Tuesday, March 2, 2010

Wednesday Section, Space

Right before the start of the semester, I finished my very first videogame, Dragon Age: Origins. It was, in a word, awesome. I was completely taken with the intricacy of it—the strategy used to win fights, the careful diplomacy used to coerce other characters. My exposure to videogames (RPG or otherwise) before this was basically none. Instead, playing DAO was a journey in which I had to teach myself a completely new technology, or, to reference Daniel’s post, a set of “tools” by which I could navigate this completely fictional world (mainly, learning how to manipulate the game controller).

My experience with this ridiculously cool RPG reminds me of Manovich’s argument that computer games “return us to ancient forms of narrative in which the plot is driven by the spatial movement of the main hero [me].” This is entertainment, I’d be quite happy playing a game exactly like this for an indefinite amount of time.
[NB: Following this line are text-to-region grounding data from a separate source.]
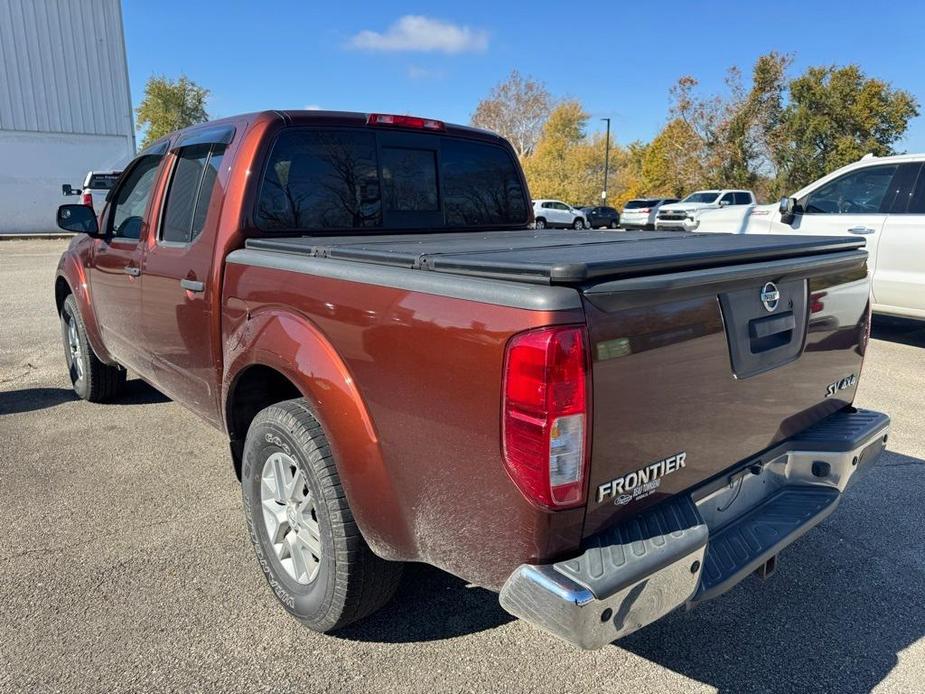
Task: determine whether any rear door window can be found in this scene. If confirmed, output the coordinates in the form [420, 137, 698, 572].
[733, 192, 752, 205]
[160, 144, 226, 244]
[255, 128, 528, 232]
[907, 165, 925, 214]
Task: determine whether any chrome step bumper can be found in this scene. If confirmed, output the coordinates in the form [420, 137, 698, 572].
[499, 408, 890, 650]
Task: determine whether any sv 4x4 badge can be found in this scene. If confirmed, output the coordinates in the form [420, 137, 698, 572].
[596, 452, 687, 505]
[825, 373, 857, 397]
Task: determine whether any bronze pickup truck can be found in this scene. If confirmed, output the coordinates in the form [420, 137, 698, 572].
[54, 110, 889, 649]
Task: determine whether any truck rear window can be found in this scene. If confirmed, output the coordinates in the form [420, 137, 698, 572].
[255, 128, 528, 232]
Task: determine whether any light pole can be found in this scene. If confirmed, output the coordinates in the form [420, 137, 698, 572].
[601, 117, 611, 202]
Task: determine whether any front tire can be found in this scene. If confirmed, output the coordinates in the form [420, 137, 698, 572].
[241, 398, 403, 632]
[573, 218, 585, 230]
[60, 294, 125, 402]
[535, 217, 547, 229]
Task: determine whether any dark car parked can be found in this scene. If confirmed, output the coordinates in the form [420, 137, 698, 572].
[579, 206, 620, 229]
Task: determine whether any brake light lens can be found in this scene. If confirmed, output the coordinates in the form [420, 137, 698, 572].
[502, 326, 590, 509]
[367, 113, 446, 131]
[638, 207, 651, 213]
[81, 192, 93, 207]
The storyline was derivative, yet I still was hooked. I didn’t feel the need for any expansion of the space the game gave me, in terms of story or in terms of the “virtual world” is presented—there was so much there already.

Yet, it seems that Manovich seeks to push the possibility of navigable space in new media; he sees we are “not moving any closer toward systematic space; instead, we are embracing aggregate space as a new norm.” Do we need to try harder, then, not settle for the default on computers? The reversion to older narrative, the quest, seems well-suited to the enjoyment of a videogame—it works. So, drawing that out to the Web, which is what Manovich discusses, the lack of "perspective", is it a function of immaturity, or does it simply just work, which is why it hasn’t changed? To briefly reference Jameson, who charts 3 different stages of political development, says “urgent political dilemmas are all immediately functions of the enormously complex new international space” (351). If one is a function of the other, does that leave room for the reverse to be true? I suppose in short I’d like to see to what extent society informs (the conceptions of) space/space informs society.